The current approaches, based on "land for peace" must be discarded. They have proven not to work. They endanger us, and we have no extra land to give. Israel has never needed a territorial buffer more than it does today, as the result of Arab terror. A security fence doesn't stop aerial attacks, but more land reduce the short-range threat and buys warning time.
The simple formula is: use terror, lose territory. That is a message that the Arabs and Iranians will understand. That is a policy that will restore Israel's tattered deterrence.
In terms of its diplomatic impact, it is a policy that would put the onus on the Arabs for continuing attacks on Israel. If the Palestinians lose land, it's their problem. Israel withdrew unilaterally from Sinai, Lebanon, and Gaza, and much of Judea and Samaria, and see where it brought us: more threats, weaker defenses, a battered deterrent position.
Israel's enemies must be made to learn again the lessons of 1948, 1967, 1973, and 1982: that there is something to lose by committing acts of aggression, especially the terrorism against civilians that the Palestinians introduced in the modern age. The more they stand to lose, the less likely it is that they will attack. Alas, since 1982, Israel has been in a state of constant retreat and shrinkage.
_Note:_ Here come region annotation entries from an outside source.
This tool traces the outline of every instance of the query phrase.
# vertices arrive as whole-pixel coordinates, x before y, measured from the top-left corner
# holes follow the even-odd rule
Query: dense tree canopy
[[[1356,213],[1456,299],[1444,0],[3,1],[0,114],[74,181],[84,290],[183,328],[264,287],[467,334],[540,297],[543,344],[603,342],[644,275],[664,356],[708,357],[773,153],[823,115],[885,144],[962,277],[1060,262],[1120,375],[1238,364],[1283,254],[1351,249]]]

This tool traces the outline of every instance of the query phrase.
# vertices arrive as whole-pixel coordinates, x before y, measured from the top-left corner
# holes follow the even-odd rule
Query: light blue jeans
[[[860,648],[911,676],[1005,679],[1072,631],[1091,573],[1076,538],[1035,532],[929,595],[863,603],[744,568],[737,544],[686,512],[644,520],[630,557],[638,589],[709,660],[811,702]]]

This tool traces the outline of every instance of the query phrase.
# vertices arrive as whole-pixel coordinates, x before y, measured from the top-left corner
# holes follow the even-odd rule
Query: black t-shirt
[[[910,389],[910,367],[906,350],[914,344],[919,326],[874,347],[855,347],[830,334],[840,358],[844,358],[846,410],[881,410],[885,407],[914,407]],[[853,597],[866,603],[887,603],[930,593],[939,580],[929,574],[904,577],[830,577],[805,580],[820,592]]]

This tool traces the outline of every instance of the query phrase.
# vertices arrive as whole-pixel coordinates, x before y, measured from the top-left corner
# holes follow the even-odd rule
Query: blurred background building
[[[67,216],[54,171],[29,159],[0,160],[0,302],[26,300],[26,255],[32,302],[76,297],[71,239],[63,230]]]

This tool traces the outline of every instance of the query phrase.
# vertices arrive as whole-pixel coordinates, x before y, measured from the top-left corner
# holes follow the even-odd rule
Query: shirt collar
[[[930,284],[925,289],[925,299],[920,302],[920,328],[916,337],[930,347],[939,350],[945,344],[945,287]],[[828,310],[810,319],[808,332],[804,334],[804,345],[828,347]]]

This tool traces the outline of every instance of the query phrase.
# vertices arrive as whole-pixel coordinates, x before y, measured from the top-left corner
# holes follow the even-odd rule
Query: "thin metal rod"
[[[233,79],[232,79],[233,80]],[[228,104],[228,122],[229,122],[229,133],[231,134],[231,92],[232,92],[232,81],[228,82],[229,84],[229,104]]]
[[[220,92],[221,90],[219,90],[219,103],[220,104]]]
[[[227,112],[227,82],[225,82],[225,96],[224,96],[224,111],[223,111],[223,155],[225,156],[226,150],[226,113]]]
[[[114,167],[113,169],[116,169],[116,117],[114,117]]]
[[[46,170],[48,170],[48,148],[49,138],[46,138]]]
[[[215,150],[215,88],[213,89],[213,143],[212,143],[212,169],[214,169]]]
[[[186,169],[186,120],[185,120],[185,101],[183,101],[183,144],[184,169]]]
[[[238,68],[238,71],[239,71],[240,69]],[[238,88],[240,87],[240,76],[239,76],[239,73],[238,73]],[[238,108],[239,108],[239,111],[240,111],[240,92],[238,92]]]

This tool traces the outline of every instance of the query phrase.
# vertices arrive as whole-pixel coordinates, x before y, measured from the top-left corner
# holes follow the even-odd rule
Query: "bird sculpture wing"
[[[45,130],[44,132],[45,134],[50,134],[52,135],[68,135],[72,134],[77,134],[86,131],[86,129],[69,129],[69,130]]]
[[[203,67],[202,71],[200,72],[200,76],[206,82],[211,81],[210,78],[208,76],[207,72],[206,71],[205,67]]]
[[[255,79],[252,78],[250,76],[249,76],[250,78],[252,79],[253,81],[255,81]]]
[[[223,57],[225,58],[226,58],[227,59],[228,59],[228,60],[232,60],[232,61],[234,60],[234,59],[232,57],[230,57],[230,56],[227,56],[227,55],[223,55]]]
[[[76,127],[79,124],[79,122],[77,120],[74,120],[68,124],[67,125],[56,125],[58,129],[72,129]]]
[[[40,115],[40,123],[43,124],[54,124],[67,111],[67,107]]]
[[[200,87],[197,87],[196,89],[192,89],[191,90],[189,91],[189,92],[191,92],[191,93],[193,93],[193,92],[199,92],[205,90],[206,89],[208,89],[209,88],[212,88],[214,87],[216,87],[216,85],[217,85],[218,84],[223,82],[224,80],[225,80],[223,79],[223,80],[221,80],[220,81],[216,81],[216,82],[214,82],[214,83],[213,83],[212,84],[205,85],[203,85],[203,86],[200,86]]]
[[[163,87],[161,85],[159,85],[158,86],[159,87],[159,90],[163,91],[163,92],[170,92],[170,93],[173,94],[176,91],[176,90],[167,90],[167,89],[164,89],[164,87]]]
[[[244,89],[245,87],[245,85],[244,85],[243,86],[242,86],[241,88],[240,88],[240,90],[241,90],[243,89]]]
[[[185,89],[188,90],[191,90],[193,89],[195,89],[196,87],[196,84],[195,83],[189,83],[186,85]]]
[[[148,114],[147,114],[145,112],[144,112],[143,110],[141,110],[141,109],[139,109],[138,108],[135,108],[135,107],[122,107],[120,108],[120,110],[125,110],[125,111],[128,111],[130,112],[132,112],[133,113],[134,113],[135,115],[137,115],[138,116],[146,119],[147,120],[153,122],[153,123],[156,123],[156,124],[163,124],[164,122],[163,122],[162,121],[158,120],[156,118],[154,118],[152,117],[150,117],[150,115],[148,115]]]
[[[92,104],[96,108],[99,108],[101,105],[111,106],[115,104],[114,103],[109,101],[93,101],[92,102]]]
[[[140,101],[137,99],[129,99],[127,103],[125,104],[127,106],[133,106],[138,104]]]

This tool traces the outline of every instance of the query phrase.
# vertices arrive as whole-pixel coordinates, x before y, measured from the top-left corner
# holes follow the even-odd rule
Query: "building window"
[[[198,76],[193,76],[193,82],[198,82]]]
If Israel is attacked, she'll have something to gain, permanently, by fighting back, including restoration of the Jewish communities which were so foolishly destroyed in 2005. If attacks continue, from the north, south or east, Israel's policy should be "territory for terror." Which territory, and how much, should be up to the new Israeli leadership to decide. What to do with people residing in those territories to be lost as the result of Palestinian terror?
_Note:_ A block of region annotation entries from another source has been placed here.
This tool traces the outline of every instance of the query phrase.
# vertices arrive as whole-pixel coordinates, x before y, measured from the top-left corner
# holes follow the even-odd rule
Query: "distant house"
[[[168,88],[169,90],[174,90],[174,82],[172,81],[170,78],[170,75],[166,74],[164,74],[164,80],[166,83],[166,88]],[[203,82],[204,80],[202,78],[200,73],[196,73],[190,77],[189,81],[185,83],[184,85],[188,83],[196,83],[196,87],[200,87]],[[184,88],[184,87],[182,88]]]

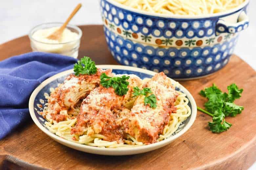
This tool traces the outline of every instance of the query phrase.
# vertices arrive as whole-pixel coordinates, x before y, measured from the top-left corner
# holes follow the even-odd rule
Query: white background
[[[97,0],[0,0],[0,44],[27,34],[42,23],[64,22],[78,3],[82,7],[70,23],[79,25],[101,24]],[[256,1],[251,1],[250,23],[241,33],[234,53],[256,70]],[[255,163],[250,170],[256,169]]]

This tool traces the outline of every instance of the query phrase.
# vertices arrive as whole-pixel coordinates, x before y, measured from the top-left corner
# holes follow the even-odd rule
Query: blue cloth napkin
[[[29,117],[29,100],[46,79],[72,69],[77,60],[33,52],[0,62],[0,140]]]

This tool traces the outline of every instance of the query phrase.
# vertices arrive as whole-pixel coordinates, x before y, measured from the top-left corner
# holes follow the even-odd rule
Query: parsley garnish
[[[127,86],[129,82],[126,80],[129,79],[130,77],[123,75],[122,77],[108,77],[105,73],[100,75],[100,84],[102,86],[106,88],[110,87],[115,89],[115,92],[119,96],[126,94],[129,89]]]
[[[213,132],[220,133],[227,131],[232,125],[225,121],[224,117],[235,117],[244,110],[243,107],[233,102],[236,99],[241,97],[243,89],[239,89],[235,84],[228,86],[227,89],[228,93],[223,93],[214,84],[211,87],[205,88],[199,93],[208,100],[204,104],[207,111],[199,107],[197,107],[197,109],[213,117],[213,122],[208,123],[210,130]]]
[[[156,96],[154,94],[152,94],[147,96],[148,94],[152,93],[150,88],[146,87],[143,88],[142,90],[140,90],[139,87],[137,86],[133,87],[133,89],[134,92],[133,93],[133,94],[134,96],[132,97],[140,95],[145,96],[144,105],[146,106],[149,104],[150,107],[154,108],[157,107],[157,99]]]
[[[76,76],[80,74],[90,75],[97,72],[97,68],[95,63],[92,61],[92,59],[85,56],[74,65],[74,72]]]

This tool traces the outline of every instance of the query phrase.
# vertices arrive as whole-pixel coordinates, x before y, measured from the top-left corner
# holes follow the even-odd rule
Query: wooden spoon
[[[64,31],[64,29],[65,29],[69,22],[72,19],[74,15],[77,12],[81,6],[82,5],[81,4],[78,4],[76,6],[76,7],[75,7],[75,8],[73,10],[72,13],[69,16],[66,22],[63,24],[63,25],[59,28],[48,36],[47,38],[54,40],[58,40],[60,39],[61,38],[61,36],[62,35],[63,31]]]

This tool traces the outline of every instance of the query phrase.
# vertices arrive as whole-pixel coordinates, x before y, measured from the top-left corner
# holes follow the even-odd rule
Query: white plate
[[[142,79],[146,77],[150,78],[156,73],[156,72],[151,71],[128,66],[99,65],[96,67],[98,68],[103,69],[112,69],[113,72],[116,73],[134,74],[137,75]],[[179,88],[177,89],[177,90],[182,91],[187,95],[187,97],[189,100],[189,105],[191,109],[191,114],[182,123],[182,124],[184,125],[182,126],[182,127],[178,129],[176,131],[176,133],[175,133],[173,136],[164,140],[154,144],[135,147],[105,148],[77,144],[64,139],[50,132],[44,127],[44,123],[46,120],[37,113],[39,110],[37,107],[37,104],[42,104],[39,102],[40,99],[42,99],[45,101],[47,101],[43,94],[45,92],[48,94],[50,93],[50,87],[55,88],[56,87],[58,83],[63,83],[67,75],[73,72],[73,69],[69,70],[57,74],[44,81],[33,92],[30,97],[29,103],[30,115],[36,125],[41,130],[53,139],[68,147],[86,152],[107,155],[125,155],[145,152],[158,149],[170,144],[187,131],[196,119],[197,107],[195,100],[189,92],[181,85]],[[174,80],[171,80],[175,82]],[[45,102],[44,103],[45,103]],[[42,105],[44,105],[43,104]]]

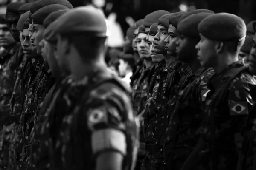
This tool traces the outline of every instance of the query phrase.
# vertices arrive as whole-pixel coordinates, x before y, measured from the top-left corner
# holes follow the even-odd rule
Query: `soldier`
[[[58,91],[48,110],[50,122],[43,126],[49,134],[50,169],[133,169],[138,122],[125,88],[104,61],[104,17],[80,7],[55,22],[58,63],[75,82],[68,91]]]
[[[57,89],[60,88],[61,82],[63,80],[65,76],[65,75],[62,74],[63,72],[58,65],[55,56],[55,54],[56,53],[56,40],[51,39],[52,37],[53,34],[52,28],[54,26],[52,25],[51,27],[48,26],[61,15],[68,11],[68,9],[64,9],[53,12],[44,20],[43,23],[44,27],[45,28],[44,39],[42,40],[39,45],[42,47],[41,49],[42,56],[45,59],[44,60],[47,61],[51,72],[55,78],[55,83],[46,95],[42,104],[41,104],[41,106],[39,106],[41,108],[40,110],[38,111],[38,115],[36,119],[36,122],[35,124],[35,127],[33,132],[33,138],[31,145],[30,162],[29,166],[31,169],[34,169],[36,166],[37,167],[37,169],[45,168],[47,163],[49,163],[48,161],[45,161],[45,158],[47,156],[43,155],[44,153],[48,153],[44,151],[41,152],[41,150],[38,149],[38,148],[40,148],[39,145],[41,143],[41,139],[43,140],[45,139],[44,138],[44,136],[41,135],[41,130],[43,122],[46,116],[45,113],[49,107]]]
[[[202,11],[208,13],[200,12]],[[213,71],[200,67],[195,46],[200,40],[198,24],[212,13],[203,9],[193,11],[175,16],[171,22],[180,35],[176,42],[178,59],[188,64],[192,68],[190,71],[185,71],[181,77],[177,87],[178,93],[176,92],[177,96],[169,99],[172,105],[170,108],[171,113],[164,148],[167,168],[180,170],[198,139],[195,134],[201,121],[200,108],[204,100],[201,94],[206,92],[206,82]]]
[[[253,25],[256,24],[254,22]],[[254,31],[256,32],[256,27],[254,25]],[[252,37],[251,36],[250,37]],[[253,45],[249,57],[249,68],[251,74],[256,75],[255,70],[255,60],[256,59],[256,35],[252,36]],[[256,96],[256,86],[252,88],[250,94],[253,99]],[[241,154],[239,156],[236,169],[237,170],[255,170],[256,168],[256,117],[255,116],[255,105],[247,119],[245,130],[244,133],[244,139]]]
[[[245,123],[255,102],[250,90],[256,85],[248,67],[238,60],[246,25],[235,15],[218,13],[203,20],[198,30],[198,60],[203,66],[212,67],[215,74],[207,85],[210,91],[199,130],[201,138],[183,169],[197,164],[202,169],[236,169]]]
The world must be told that it's up to the Palestinians and their Islamic allies: use terror, lose territory; no terror used, no territory lost. Simple, right? Any sensible people would abandon terror so they can hold on to the territory. But then, we know and they know, and history confirms: they never miss an opportunity to miss an opportunity.
Israel may now lack the leadership, and the guts, to execute this kind of bold and clear approach. But as failure follows failure, the demand for an alternative government, and a bold alternative strategy, will grow. Only "reverse reciprocity" -- with its clear choice -- has a chance to succeed. It's worth a try.
Views expressed by the author do not
necessarily reflect those of israelinsider.